Multi-omics Data Integration for Identifying Osteoporosis Biomarkers and Their Biological Interaction and Causal Mechanisms

iScience. 2020 Feb 21;23(2):100847. doi: 10.1016/j.isci.2020.100847. Epub 2020 Jan 17.

Abstract

Osteoporosis is characterized by low bone mineral density (BMD). The advancement of high-throughput technologies and integrative approaches provided an opportunity for deciphering the mechanisms underlying osteoporosis. Here, we generated genomic, transcriptomic, methylomic, and metabolomic datasets from 119 subjects with high (n = 61) and low (n = 58) BMDs. By adopting sparse multiple discriminative canonical correlation analysis, we identified an optimal multi-omics biomarker panel with 74 differentially expressed genes (DEGs), 75 differentially methylated CpG sites (DMCs), and 23 differential metabolic products (DMPs). By linking genetic data, we identified 199 targeted BMD-associated expression/methylation/metabolite quantitative trait loci (eQTLs/meQTLs/metaQTLs).
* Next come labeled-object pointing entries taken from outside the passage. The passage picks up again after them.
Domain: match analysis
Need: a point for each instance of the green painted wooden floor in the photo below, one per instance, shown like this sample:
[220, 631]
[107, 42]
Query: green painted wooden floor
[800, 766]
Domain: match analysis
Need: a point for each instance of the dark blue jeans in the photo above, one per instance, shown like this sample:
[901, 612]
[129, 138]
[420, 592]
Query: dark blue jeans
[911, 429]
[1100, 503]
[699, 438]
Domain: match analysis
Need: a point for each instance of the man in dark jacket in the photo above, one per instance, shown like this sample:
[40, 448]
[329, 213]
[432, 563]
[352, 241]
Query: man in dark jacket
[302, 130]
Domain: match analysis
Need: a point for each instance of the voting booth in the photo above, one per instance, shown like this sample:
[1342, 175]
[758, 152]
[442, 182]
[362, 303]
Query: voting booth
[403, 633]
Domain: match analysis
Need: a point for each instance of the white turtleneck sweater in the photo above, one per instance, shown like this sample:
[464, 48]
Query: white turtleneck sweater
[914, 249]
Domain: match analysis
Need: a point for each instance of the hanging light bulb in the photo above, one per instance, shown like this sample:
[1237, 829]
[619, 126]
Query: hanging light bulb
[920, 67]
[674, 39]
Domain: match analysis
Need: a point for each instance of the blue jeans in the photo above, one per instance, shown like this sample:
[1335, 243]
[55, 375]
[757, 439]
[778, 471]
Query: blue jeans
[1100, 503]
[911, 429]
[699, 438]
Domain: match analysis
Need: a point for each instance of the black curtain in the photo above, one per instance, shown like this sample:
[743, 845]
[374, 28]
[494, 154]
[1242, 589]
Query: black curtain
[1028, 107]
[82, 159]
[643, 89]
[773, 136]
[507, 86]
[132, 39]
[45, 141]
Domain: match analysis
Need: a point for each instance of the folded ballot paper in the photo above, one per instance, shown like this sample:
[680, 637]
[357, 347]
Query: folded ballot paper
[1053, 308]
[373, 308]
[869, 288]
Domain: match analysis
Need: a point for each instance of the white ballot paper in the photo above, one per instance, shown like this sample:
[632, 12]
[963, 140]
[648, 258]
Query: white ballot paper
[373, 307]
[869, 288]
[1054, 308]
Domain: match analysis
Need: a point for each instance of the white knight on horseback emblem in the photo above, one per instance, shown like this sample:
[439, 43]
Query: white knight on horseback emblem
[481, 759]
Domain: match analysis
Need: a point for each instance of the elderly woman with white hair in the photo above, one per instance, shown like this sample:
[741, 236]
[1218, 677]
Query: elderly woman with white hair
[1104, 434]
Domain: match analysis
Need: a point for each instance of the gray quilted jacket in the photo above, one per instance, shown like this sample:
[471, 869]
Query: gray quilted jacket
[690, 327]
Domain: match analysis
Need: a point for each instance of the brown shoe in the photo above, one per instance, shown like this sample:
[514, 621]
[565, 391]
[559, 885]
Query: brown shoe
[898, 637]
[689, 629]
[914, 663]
The reconstructed networks/pathways showed extensive biomarker interactions, and a substantial proportion of these biomarkers were enriched in RANK/RANKL, MAPK/TGF-β, and WNT/β-catenin pathways and G-protein-coupled receptor, GTP-binding/GTPase, telomere/mitochondrial activities that are essential for bone metabolism. Five biomarkers (FADS2, ADRA2A, FMN1, RABL2A, SPRY1) revealed causal effects on BMD variation. Our study provided an innovative framework and insights into the pathogenesis of osteoporosis.

Keywords: Disease; Genomics; Metabolomics; Transcriptomics.